The idea of “distant reading”

„[…] the trouble with close reading […] is that it necessarily depends on an extremely small canon. […] you invest in individual texts so much only if you think that very few of them really matter. […] if you want to look beyond the canon […], close reading will not do it. […] At the bottom it‘s a theological exercise – very solemn treatment of very few texts taken very seriously – whereas what we really need is a little pact with the devil: we know how to read texts, so now let‘s learn how not to read them. Distant reading, where distance, let me repeat is, is a condition of knowledge. It allows you to focus on units that are much smaller or much larger than the text: devices, themes, types – or genres and systems. And if, between the very small and the very large, the text itself disappears, well, this is one of the cases where one can justifiably say, Less is more. If we want to understand the system in its entirety, we must accept loosing something. We always pay a price for theoretical knowledge; concepts are abstract, are poor. But it‘s precisely this poverty that makes it possible to handle them, and therefore to know. This is why less is actually more.“ (Moretti [2000] 2013: 49)

Why and how text matters

  • The social sciences and the “linguistic turn”
    • An evolving theoretical movement
    • analysing discourse
    • analysing frames
    • analysing narratives
  • Methodological development
    • persistence of paper & pencil-analyses
    • computer-assisted qualitative analysis (QDA, see MAXQDA, Atlas.ti)
    • digital humanities / eHumanities
    • Visual analytics
  • Varieties of “distant reading” (Moretti 2000)
    • “blended reading” (Stulpe, Lemke 2015)
    • “scalable reading” (Weitin 2017)

Where we stand

A people’s corpus miner for quanlification

intersubjectivity! Requirement to integrate qualitative and quantitative inquiry (“quanlification”)

equality! Technical restrictions to achieve “quanlification”, privilege of well-funded projects to achieve it

fraternité! Open source library that offers basic vocabulary for quanlification to overcome technological restrictions

Code: A Suite of R packages

  • Corpus analysis using R and the Corpus Workbench (CWB)
    • polmineR: Basic vocabulary for corpus analysis (portability, performance, open source, documented, usability, theory-based)
    • RcppCWB: Wrappers for the C code of the Corpus Workbench
    • cwbtools: Tools for creating and managing CWB indexed corpora
  • Data preparation and dissemination
    • frappp: Framework for Parsing Plenary Protocols
    • GermaParl: R package for disseminating the GermaParl corpus
    • UNGA: United Nations General Assembly
  • Tools to combine quantity and quality
    • annolite: Lightweight annotation tool
    • gradget: Annotation of (three-dimensional) cooccurrence graphs
    • topicanalysis: Integration of quantitative/qualitative approaches with topic models

polmineR - a basic vocabulary

  • Corpora and subcorpora
    • corpus objects: corpus()
    • subsetting corpora: partition() / subset()
  • Quantification
    • counting: hits(), count(), dispersion() (and size())
    • cooccurrences: cooccuurrences(), Cooccurrences()
    • feature extraction: features()
    • term-document-matrices: as.sparseMatrix(), as.TermDocumentMatrix()
  • Qualitative analysis
    • Keywords-in-context/concordances: kwic()
    • full text (of a subcorpus): get_token_stream(), as.markdown(), as.html(), read()

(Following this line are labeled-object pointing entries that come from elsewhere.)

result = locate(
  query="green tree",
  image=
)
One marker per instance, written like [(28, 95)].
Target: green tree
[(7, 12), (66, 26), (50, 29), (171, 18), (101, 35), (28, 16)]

  • Prerequisites: Windows/MacOS/Linux, installation of R and RStudio.

  • Install polmineR (and RcppCWB) from CRAN, get cwbtools from GitHub.

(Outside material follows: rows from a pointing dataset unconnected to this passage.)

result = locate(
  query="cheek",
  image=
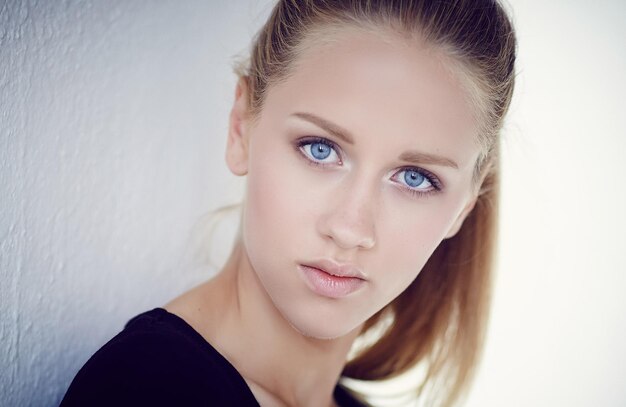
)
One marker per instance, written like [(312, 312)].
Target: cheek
[(275, 204), (410, 233)]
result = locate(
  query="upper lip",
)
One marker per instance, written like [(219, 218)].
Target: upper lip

  • Easy installation of corpora that are disseminated via R packages.
  • Five lines of code, and you are ready to work with fairly large corpora.

RStudio Server and Shiny

To skip local installation, we use a RStudio Server, hosting polmineR and the UNGA corpus

… and to avoid having to write / look at code, there is a Shiny server running hosting the shiny GUI fairly well hidden in the polmineR package.